Na parashat Mikêts finalmente nos deparamos com os famosos acontecimentos que levaram Yossêf a se tornar a pessoa mais importante do Egito depois do Faraó.

No decorrer de sua vida, Yossêf se transformou aos poucos. Primeiro, era um garoto que sonhava somente sobre si e contava seus sonhos sem qualquer filtro ou interpretação.

Depois, vivendo na prisão, um novo Yossêf aparece. Um personagem que não sonha mais desde a época em que seus irmãos tramaram contra ele, Yossêf oferece gratuitamente sua interpretação ao sonho de outras pessoas. Mas, ainda era um Yossêf que parecia crer que os sonhos eram como uma profecia que deveria se realizar de qualquer modo, sem escapatória – e assim o padeiro do Faraó foi sentenciado à morte, sem que nada fosse tentado para livrá-lo de seu possível destino.

O terceiro Yossêf interpreta os sonhos do Faraó. Sete anos de prósperas colheitas e grande fartura se aproximavam, mas que seriam seguidos por sete anos de escassez e fome por todo o Egito. Yossêf, no entanto, não sentencia o Egito. Ali, ele compreendeu que seu dom não deveria servir apenas para predizer um futuro fixo e inescapável, mas sim, deveria ser utilizado para solucionar eventuais problemas futuros, previstos de antemão.

Yossêf, então, aconselha o Faraó a poupar. Aconselha que o Egito estoque boa parte de suas gordas colheitas durante os próximos anos, para que não faltasse provisões nos sete anos de crise e dificuldade. Talvez Yossêf tenha tomado essa decisão por medo do Faraó, ou talvez fosse uma tentativa de reparar o erro anterior de não buscar solucionar o problema do padeiro. Nunca saberemos.

À continuação, a Torá relata que, de todo modo, faltou comida durante os anos das vacas magras (Gn 41:56). Então fica a pergunta: no final das contas, o plano/conselho de Yossêf funcionou ou não?

Se pensarmos que seu plano visava evitar a escassez e a fome, então seu plano falhou grandemente. Mas se considerarmos que sua ideia era aliviar a fome, então seu plano foi muito bem sucedido. Mesmo tendo vindo a escassez, mesmo tendo a fome atingido a população, mesmo a situação tendo sido bem dura, ela poderia ter sido muito pior.

O “terceiro” Yossêf, o Yossêf da parashat Mikêts nos ensina algo muito valioso: é importante enxergar à frente e planejar. É necessário compreender que imprevistos podem ocorrer e que às vezes as coisas fogem ao nosso controle.

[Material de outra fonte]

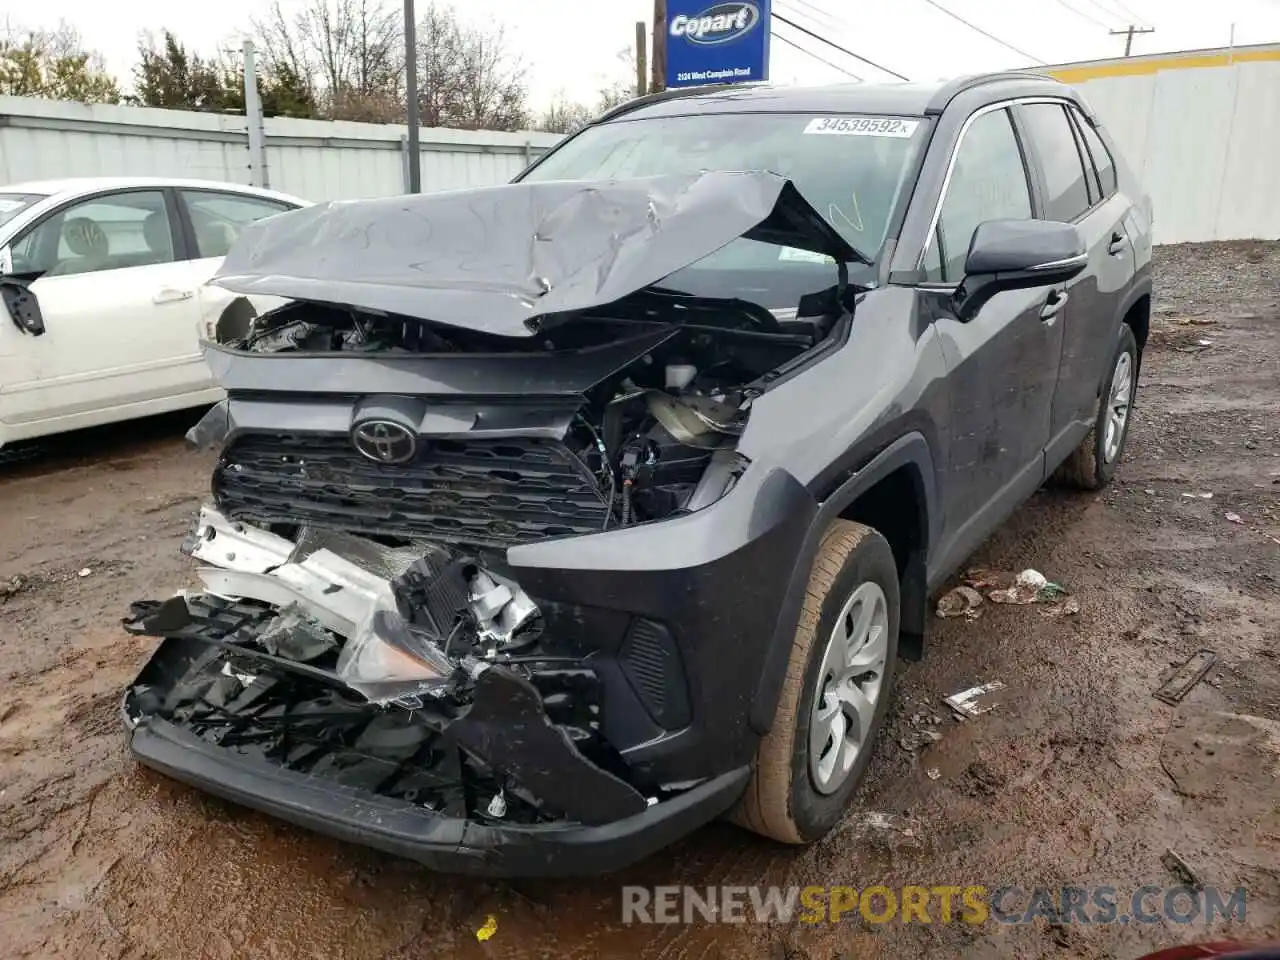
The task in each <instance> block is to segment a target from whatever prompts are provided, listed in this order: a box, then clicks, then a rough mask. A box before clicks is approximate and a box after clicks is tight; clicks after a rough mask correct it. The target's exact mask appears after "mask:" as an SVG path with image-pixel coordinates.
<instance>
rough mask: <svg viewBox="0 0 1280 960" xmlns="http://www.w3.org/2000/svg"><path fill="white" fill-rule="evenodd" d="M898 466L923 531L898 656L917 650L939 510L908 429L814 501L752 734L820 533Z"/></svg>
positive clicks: (752, 726) (776, 680) (777, 684)
mask: <svg viewBox="0 0 1280 960" xmlns="http://www.w3.org/2000/svg"><path fill="white" fill-rule="evenodd" d="M902 467H910V471H909V475H910V476H911V477H913V480H914V483H915V486H916V502H918V508H919V511H920V513H922V516H920V521H922V522H920V530H922V531H923V532H924V540H925V541H924V543H923V544H920V545H919V549H916V550H914V552H913V557H911V559H910V561H909V562H908V575H906V577H904V581H902V584H901V613H900V618H899V623H900V627H899V630H900V634H901V635H902V637H901V639H900V646H901V645H902V641H904V640H906V646H908V650H905V652H904V655H910V648H911V645H913V643H911V641H913V640H914V641H915V653H916V657H918V655H919V640H920V637H922V636H923V632H924V616H923V613H924V607H925V599H927V591H928V589H927V585H925V568H927V557H928V556H929V553H931V552H932V550H933V548H934V545H936V544H937V543H938V535H940V522H941V509H938V499H937V484H936V474H934V458H933V451H932V448H931V447H929V443H928V440H925V439H924V436H923V435H922V434H919V433H914V431H913V433H908V434H904V435H901V436H899V438H897V439H896V440H893V442H892V443H890V444H888V445H887V447H884V448H882V449H881V451H879V452H878V453H877V454H874V456H873V457H872V458H870V460H869V461H867V463H864V465H863V466H861V467H860V468H858V470H856V471H855V472H854V474H852V475H851V476H850V477H849V479H847V480H845V481H844V483H842V484H840V485H838V486H837V488H836V489H835V490H832V492H831V493H829V494H828V495H827V497H824V498H823V499H822V500H820V502H819V504H818V512H817V513H815V515H814V520H813V522H812V524H810V526H809V530H808V532H806V534H805V538H804V541H803V544H801V548H800V553H799V554H797V556H796V562H795V566H794V567H792V571H791V580H790V582H788V584H787V591H786V595H785V599H783V603H782V607H781V608H780V609H778V617H777V621H776V623H774V628H773V636H772V639H771V640H769V648H768V652H767V653H765V658H764V663H763V664H762V669H760V680H759V682H758V684H756V689H755V695H754V698H753V699H751V709H750V712H749V714H748V721H749V722H750V724H751V728H753V730H754V731H755V732H756V733H759V735H762V736H763V735H764V733H768V731H769V727H771V726H772V724H773V714H774V713H776V712H777V707H778V698H780V695H781V692H782V676H783V673H785V671H786V667H787V658H788V655H790V653H791V643H792V640H794V639H795V630H796V622H797V620H799V617H800V607H801V604H803V602H804V593H805V588H806V586H808V584H809V572H810V568H812V567H813V559H814V557H815V556H817V553H818V547H819V544H820V543H822V536H823V534H824V532H826V531H827V527H829V526H831V524H832V522H833V521H835V520H838V518H840V516H841V515H842V513H844V512H845V511H846V509H847V508H849V506H850V504H852V503H854V502H855V500H856V499H858V498H859V497H860V495H861V494H864V493H867V492H868V490H870V489H872V488H873V486H874V485H876V484H878V483H879V481H881V480H883V479H886V477H887V476H890V475H891V474H893V472H895V471H897V470H901V468H902Z"/></svg>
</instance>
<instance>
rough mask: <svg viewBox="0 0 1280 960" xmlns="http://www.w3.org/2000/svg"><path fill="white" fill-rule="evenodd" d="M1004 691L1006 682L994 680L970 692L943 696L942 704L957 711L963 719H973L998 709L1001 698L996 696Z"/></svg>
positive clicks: (957, 712) (974, 689)
mask: <svg viewBox="0 0 1280 960" xmlns="http://www.w3.org/2000/svg"><path fill="white" fill-rule="evenodd" d="M1004 689H1005V685H1004V682H1001V681H998V680H992V681H991V682H989V684H980V685H978V686H972V687H969V689H968V690H961V691H960V692H959V694H951V696H943V698H942V703H945V704H946V705H947V707H950V708H951V709H952V710H955V712H956V713H957V714H959V716H960V717H961V718H963V719H972V718H973V717H980V716H982V714H984V713H988V712H991V710H993V709H995V708H996V707H998V705H1000V698H997V696H996V695H995V694H996V692H997V691H1000V690H1004Z"/></svg>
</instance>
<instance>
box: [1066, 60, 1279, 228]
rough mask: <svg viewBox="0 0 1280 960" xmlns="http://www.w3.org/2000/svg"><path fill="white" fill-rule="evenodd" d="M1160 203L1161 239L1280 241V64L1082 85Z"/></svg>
mask: <svg viewBox="0 0 1280 960" xmlns="http://www.w3.org/2000/svg"><path fill="white" fill-rule="evenodd" d="M1075 86H1076V88H1078V90H1080V91H1082V92H1083V93H1084V96H1085V99H1087V100H1088V101H1089V104H1091V105H1092V106H1093V108H1094V109H1096V110H1097V113H1098V115H1100V116H1101V118H1102V123H1103V124H1105V125H1106V127H1107V131H1108V132H1110V133H1111V136H1112V137H1114V138H1115V141H1116V143H1117V145H1119V146H1120V151H1121V152H1123V154H1124V156H1125V159H1126V160H1128V161H1129V165H1130V166H1133V168H1134V172H1135V173H1137V174H1138V175H1139V177H1140V178H1142V180H1143V183H1144V184H1146V187H1147V189H1148V192H1149V193H1151V197H1152V202H1153V205H1155V211H1156V223H1155V238H1156V243H1180V242H1185V241H1224V239H1280V63H1277V61H1275V60H1271V61H1244V63H1236V64H1233V65H1230V67H1199V68H1187V69H1169V70H1160V72H1157V73H1149V74H1144V76H1134V77H1106V78H1100V79H1091V81H1085V82H1083V83H1076V84H1075Z"/></svg>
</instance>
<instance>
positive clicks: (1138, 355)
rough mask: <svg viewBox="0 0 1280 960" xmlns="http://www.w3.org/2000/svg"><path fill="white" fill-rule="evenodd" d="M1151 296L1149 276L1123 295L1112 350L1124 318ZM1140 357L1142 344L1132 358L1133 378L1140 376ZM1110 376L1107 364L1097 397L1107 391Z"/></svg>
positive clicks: (1139, 343) (1113, 340)
mask: <svg viewBox="0 0 1280 960" xmlns="http://www.w3.org/2000/svg"><path fill="white" fill-rule="evenodd" d="M1151 296H1152V283H1151V276H1143V278H1142V279H1139V280H1138V282H1137V283H1134V284H1133V287H1132V288H1130V289H1129V292H1128V293H1126V294H1125V297H1124V300H1121V301H1120V308H1119V310H1117V311H1116V316H1115V323H1114V325H1112V334H1111V337H1112V349H1115V346H1114V344H1115V343H1119V342H1120V337H1121V335H1123V332H1124V328H1125V325H1126V324H1125V317H1126V316H1129V311H1130V310H1133V308H1134V306H1135V305H1137V303H1138V301H1139V300H1142V298H1143V297H1151ZM1148 323H1149V317H1148ZM1142 355H1143V344H1140V343H1139V344H1138V356H1137V357H1135V358H1134V360H1135V361H1137V362H1135V364H1134V371H1133V375H1134V378H1137V376H1139V375H1140V374H1142ZM1110 376H1111V364H1110V362H1108V364H1106V365H1103V370H1102V374H1101V376H1100V378H1098V397H1101V396H1102V392H1103V390H1105V389H1107V381H1108V378H1110Z"/></svg>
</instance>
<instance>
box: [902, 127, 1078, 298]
mask: <svg viewBox="0 0 1280 960" xmlns="http://www.w3.org/2000/svg"><path fill="white" fill-rule="evenodd" d="M1069 133H1070V131H1069ZM1030 216H1032V196H1030V188H1029V187H1028V183H1027V168H1025V165H1024V164H1023V155H1021V151H1020V150H1019V147H1018V138H1016V136H1014V127H1012V124H1011V123H1010V119H1009V111H1007V110H992V111H991V113H986V114H982V115H979V116H978V118H977V119H975V120H974V122H973V123H972V124H969V129H966V131H965V133H964V138H963V140H961V141H960V146H959V147H957V148H956V154H955V163H954V165H952V168H951V179H950V182H948V183H947V193H946V196H945V197H943V198H942V210H941V214H940V215H938V227H937V230H934V236H933V237H932V238H931V243H929V248H928V250H925V257H924V266H925V279H928V280H932V282H942V283H959V282H960V280H963V279H964V264H965V259H966V257H968V255H969V242H970V241H972V239H973V233H974V230H977V229H978V224H980V223H986V221H987V220H1029V219H1030Z"/></svg>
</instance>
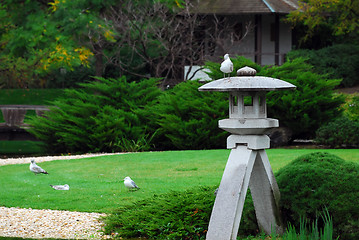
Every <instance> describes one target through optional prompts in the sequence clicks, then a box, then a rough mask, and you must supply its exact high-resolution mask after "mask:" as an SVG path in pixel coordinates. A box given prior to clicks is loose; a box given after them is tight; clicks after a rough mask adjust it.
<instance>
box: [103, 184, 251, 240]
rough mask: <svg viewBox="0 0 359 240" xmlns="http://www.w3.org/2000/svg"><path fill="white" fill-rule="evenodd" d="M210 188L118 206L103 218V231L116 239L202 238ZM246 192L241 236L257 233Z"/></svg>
mask: <svg viewBox="0 0 359 240" xmlns="http://www.w3.org/2000/svg"><path fill="white" fill-rule="evenodd" d="M214 190H215V187H201V188H197V189H192V190H187V191H185V192H171V193H169V194H162V195H156V196H154V197H153V198H151V199H145V200H142V201H138V202H136V203H134V204H132V205H129V206H126V207H123V208H121V209H118V210H116V211H115V212H113V213H112V214H110V215H109V216H107V217H106V218H105V223H106V225H105V234H110V235H115V236H116V237H117V238H118V239H122V238H138V237H143V238H149V239H205V237H206V234H207V229H208V223H209V219H210V215H211V212H212V207H213V204H214V200H215V195H214ZM248 195H250V194H248ZM248 195H247V199H246V202H245V206H244V209H243V215H242V216H243V217H242V220H241V225H240V229H239V233H240V234H241V235H243V236H248V235H251V234H252V235H256V234H257V233H258V226H257V222H256V219H255V215H254V207H253V202H252V200H251V198H250V196H249V197H248Z"/></svg>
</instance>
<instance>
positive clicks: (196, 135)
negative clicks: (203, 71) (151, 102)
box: [146, 81, 228, 149]
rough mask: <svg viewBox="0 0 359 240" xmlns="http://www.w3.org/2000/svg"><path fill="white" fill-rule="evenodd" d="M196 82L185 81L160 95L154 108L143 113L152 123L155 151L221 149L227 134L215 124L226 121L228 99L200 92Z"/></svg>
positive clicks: (221, 95)
mask: <svg viewBox="0 0 359 240" xmlns="http://www.w3.org/2000/svg"><path fill="white" fill-rule="evenodd" d="M200 86H201V84H200V83H198V82H197V81H187V82H182V83H180V84H178V85H176V86H175V87H174V88H173V89H170V90H167V91H166V92H164V93H163V94H162V95H161V96H160V97H159V100H158V104H156V105H154V106H152V107H151V106H148V108H146V111H147V112H151V113H152V114H151V115H150V117H151V118H152V120H150V119H149V120H148V121H149V122H155V124H154V125H153V126H152V129H153V130H152V131H156V129H157V132H156V135H155V137H154V142H155V143H156V146H155V147H156V148H159V149H214V148H225V146H226V145H225V144H226V137H227V136H228V133H227V132H225V131H223V130H222V129H219V128H218V120H220V119H224V118H228V96H227V94H226V93H219V92H200V91H198V88H199V87H200Z"/></svg>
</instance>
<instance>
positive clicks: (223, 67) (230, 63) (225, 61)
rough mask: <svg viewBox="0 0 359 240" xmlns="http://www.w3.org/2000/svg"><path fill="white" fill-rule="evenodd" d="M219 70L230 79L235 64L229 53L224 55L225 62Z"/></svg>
mask: <svg viewBox="0 0 359 240" xmlns="http://www.w3.org/2000/svg"><path fill="white" fill-rule="evenodd" d="M219 69H220V70H221V71H222V72H223V73H224V76H225V75H226V73H228V77H230V75H231V72H233V63H232V61H231V59H230V58H229V55H228V53H227V54H226V55H224V61H223V62H222V63H221V67H220V68H219Z"/></svg>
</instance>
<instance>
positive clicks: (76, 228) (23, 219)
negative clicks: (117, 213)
mask: <svg viewBox="0 0 359 240" xmlns="http://www.w3.org/2000/svg"><path fill="white" fill-rule="evenodd" d="M114 154H118V153H114ZM114 154H85V155H74V156H55V157H54V156H47V157H36V158H34V157H31V158H8V159H0V166H2V165H8V164H22V163H30V161H31V159H35V161H36V162H37V163H39V162H45V161H54V160H68V159H78V158H87V157H95V156H102V155H114ZM102 216H105V214H99V213H84V212H70V211H58V210H36V209H23V208H7V207H0V236H3V237H22V238H35V239H41V238H59V239H108V238H110V236H103V235H102V234H101V232H99V230H101V228H102V226H103V225H102V223H101V221H100V220H99V218H101V217H102Z"/></svg>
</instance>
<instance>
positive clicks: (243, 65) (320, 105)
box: [206, 57, 344, 138]
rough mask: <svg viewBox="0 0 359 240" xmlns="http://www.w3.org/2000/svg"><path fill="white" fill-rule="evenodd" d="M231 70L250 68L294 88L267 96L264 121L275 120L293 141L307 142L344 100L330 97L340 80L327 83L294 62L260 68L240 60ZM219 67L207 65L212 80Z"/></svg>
mask: <svg viewBox="0 0 359 240" xmlns="http://www.w3.org/2000/svg"><path fill="white" fill-rule="evenodd" d="M231 60H232V62H233V64H234V66H235V69H236V70H237V69H239V68H240V67H243V66H245V65H249V66H251V67H254V68H255V69H256V70H257V75H258V76H267V77H274V78H279V79H281V80H284V81H287V82H290V83H292V84H294V85H296V86H297V88H296V90H291V91H288V90H287V91H272V92H269V93H268V95H267V106H268V117H272V118H277V119H279V122H280V125H281V126H285V127H289V128H290V129H291V130H292V131H293V138H311V137H314V136H315V131H316V130H317V129H318V128H319V127H320V126H321V125H322V124H325V123H327V122H328V121H330V120H331V119H333V118H334V117H336V116H337V115H338V114H339V110H338V108H339V106H340V105H341V104H342V103H343V102H344V97H343V96H340V95H336V96H334V95H333V89H334V87H335V86H337V85H338V84H339V82H340V80H335V79H328V78H327V77H326V76H324V75H319V74H315V73H313V72H312V66H311V65H309V64H307V63H305V61H304V59H301V58H297V59H295V60H293V61H288V62H286V63H285V64H283V65H282V66H275V67H260V66H258V65H256V64H254V63H251V62H250V61H249V60H246V59H245V58H243V57H237V58H233V59H231ZM219 66H220V65H219V64H216V63H207V66H206V67H208V68H209V69H210V70H211V72H212V74H211V75H210V76H211V77H213V78H222V77H223V73H222V72H220V70H219Z"/></svg>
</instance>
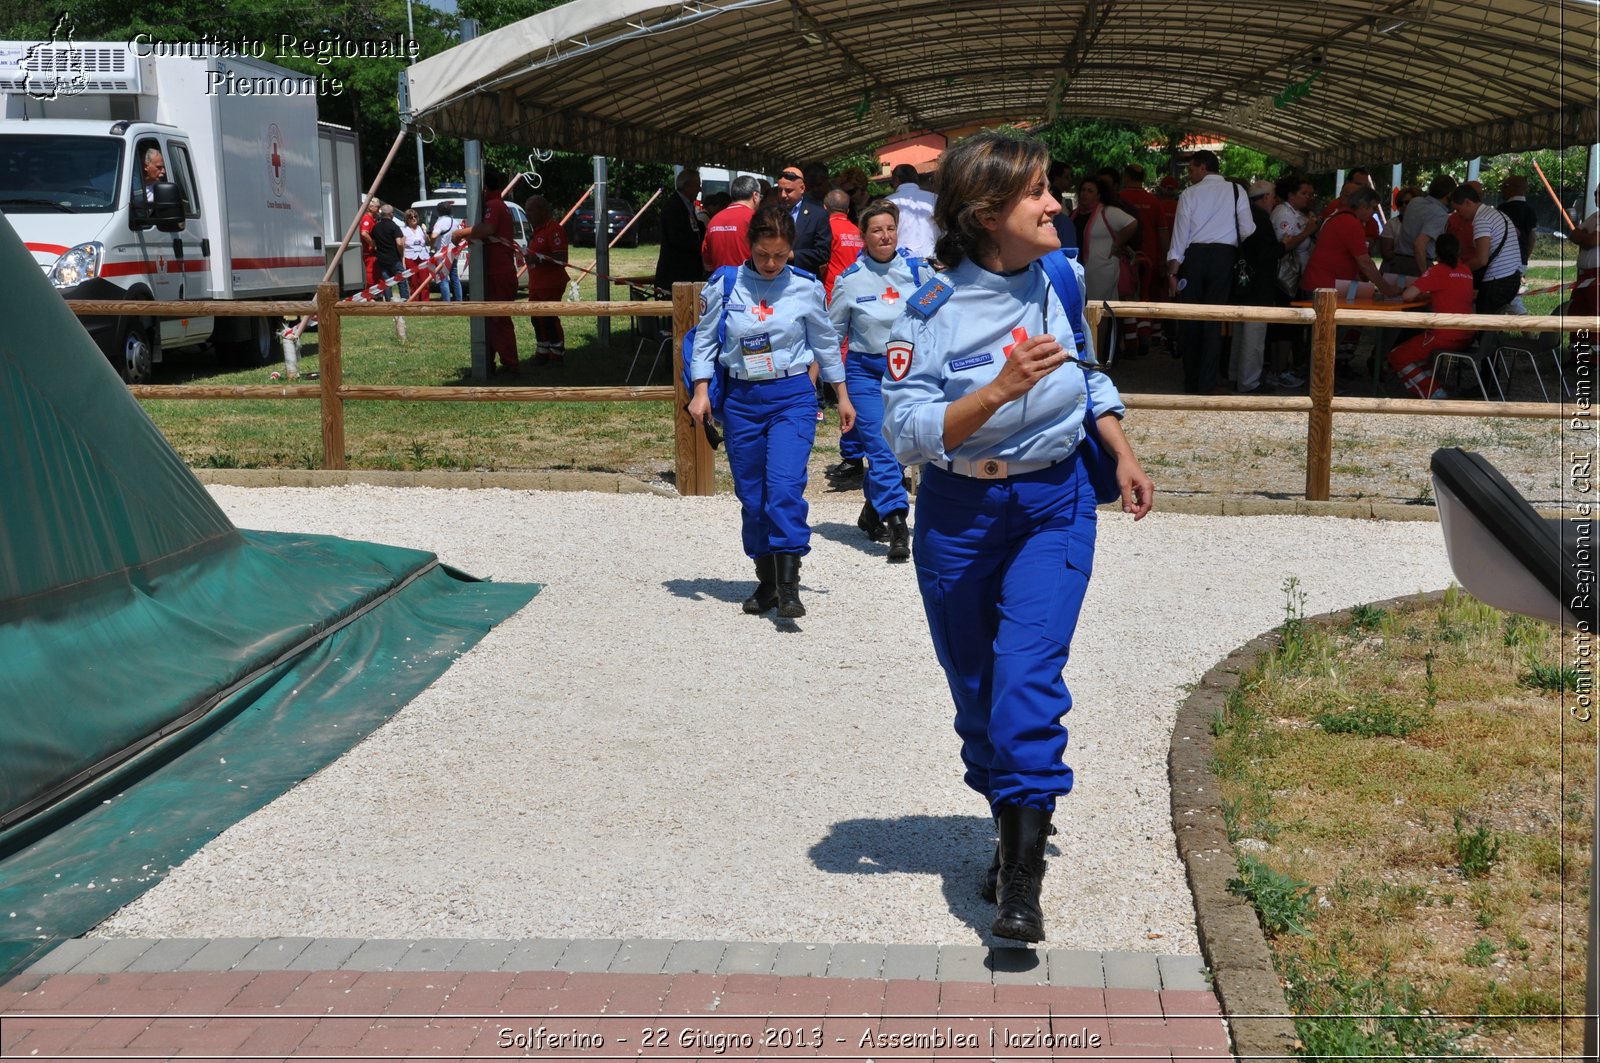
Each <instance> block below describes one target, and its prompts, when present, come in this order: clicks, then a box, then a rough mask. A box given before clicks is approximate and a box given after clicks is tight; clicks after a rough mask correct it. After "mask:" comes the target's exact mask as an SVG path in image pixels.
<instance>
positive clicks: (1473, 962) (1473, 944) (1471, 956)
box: [1461, 938, 1494, 967]
mask: <svg viewBox="0 0 1600 1063" xmlns="http://www.w3.org/2000/svg"><path fill="white" fill-rule="evenodd" d="M1461 961H1462V962H1464V964H1467V965H1470V967H1488V965H1490V964H1493V962H1494V943H1493V941H1490V940H1488V938H1478V940H1477V941H1474V943H1472V948H1469V949H1467V951H1466V953H1462V954H1461Z"/></svg>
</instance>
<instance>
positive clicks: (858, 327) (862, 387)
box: [827, 200, 931, 562]
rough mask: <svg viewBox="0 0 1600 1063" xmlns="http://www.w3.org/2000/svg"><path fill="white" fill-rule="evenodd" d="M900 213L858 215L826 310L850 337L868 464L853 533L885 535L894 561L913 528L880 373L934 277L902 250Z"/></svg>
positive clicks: (914, 259)
mask: <svg viewBox="0 0 1600 1063" xmlns="http://www.w3.org/2000/svg"><path fill="white" fill-rule="evenodd" d="M898 223H899V207H896V205H894V203H891V202H888V200H877V202H874V203H872V205H870V207H867V208H866V210H864V211H862V213H861V226H859V227H861V240H862V243H864V247H862V250H861V255H859V256H858V258H856V261H854V264H851V266H850V269H846V271H845V272H842V274H840V275H838V279H837V280H835V282H834V291H832V295H830V298H829V303H827V315H829V317H830V319H832V320H834V328H837V330H838V333H840V335H842V336H843V338H845V349H846V352H848V354H846V357H845V379H846V381H850V394H851V395H854V400H853V402H854V405H856V435H858V439H859V440H861V447H862V451H864V455H866V458H867V467H866V475H864V482H862V490H864V491H866V496H867V501H866V503H864V504H862V507H861V517H858V519H856V527H859V528H862V530H864V532H866V533H867V536H869V538H872V540H880V538H883V533H878V532H877V528H878V527H880V525H882V527H883V528H885V530H886V536H888V541H890V552H888V560H890V562H904V560H910V528H909V527H907V525H906V511H907V507H909V503H907V501H906V487H904V483H902V482H901V480H902V475H904V472H902V471H901V463H899V461H896V459H894V451H893V450H890V445H888V440H885V439H883V397H882V394H880V392H882V387H883V373H885V370H886V368H888V362H886V354H885V351H886V349H888V339H890V327H891V325H893V323H894V322H896V320H898V319H899V315H901V312H902V311H904V309H906V301H907V299H910V295H912V291H915V290H917V287H918V282H920V280H922V277H923V275H931V271H930V269H928V267H926V266H925V264H923V263H922V259H918V258H915V256H914V255H912V253H910V251H904V250H901V248H899V224H898Z"/></svg>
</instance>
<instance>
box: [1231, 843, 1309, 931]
mask: <svg viewBox="0 0 1600 1063" xmlns="http://www.w3.org/2000/svg"><path fill="white" fill-rule="evenodd" d="M1227 889H1229V890H1232V892H1234V893H1238V895H1240V897H1243V898H1245V900H1248V901H1250V903H1251V905H1254V906H1256V911H1258V913H1259V914H1261V925H1262V927H1266V930H1267V935H1269V937H1277V935H1280V933H1306V932H1307V930H1306V924H1307V922H1310V917H1312V914H1314V911H1315V909H1314V908H1312V905H1315V898H1317V890H1314V889H1312V887H1310V884H1307V882H1301V880H1299V879H1294V877H1291V876H1286V874H1283V872H1282V871H1274V869H1272V868H1269V866H1267V864H1264V863H1261V861H1259V860H1256V858H1254V856H1250V855H1243V856H1240V858H1238V877H1237V879H1230V880H1229V884H1227Z"/></svg>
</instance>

Ao compreender isso, conseguimos encarar o que era inesperado sem desespero e, com calma, respirar fundo e encontrar soluções.

Os sete anos de seca realmente vieram, como claramente antecipava o sonho do Faraó: “e mesmo após terem comido as vacas gordas, não se notava diferença, e a aparência das vacas magras continuava terrível, como no princípio” (Gn 41:21). Mas o plano B de Yossêf ajudou o Egito a passar pela crise com algum alívio e sem maiores dificuldades. 

As medidas de Yossêf e a observância do povo a essas medidas foram fundamentais para que o Egito não colapsasse. Competente foi Yossêf ao perceber que não existem soluções mágicas para crises e que não adianta apenas falar. É importante fazer.

Sendo uma tradição que busca o equilíbrio entre a crença e a práxis, o judaísmo nos ensina através da Torá que nossa ação no mundo é importante e fundamental, e que grandes transformações são possíveis de alcançar e, mesmo que não possamos reverter uma previsão ruim, podemos aliviar o peso e suavizar o impacto daquilo que se avizinha.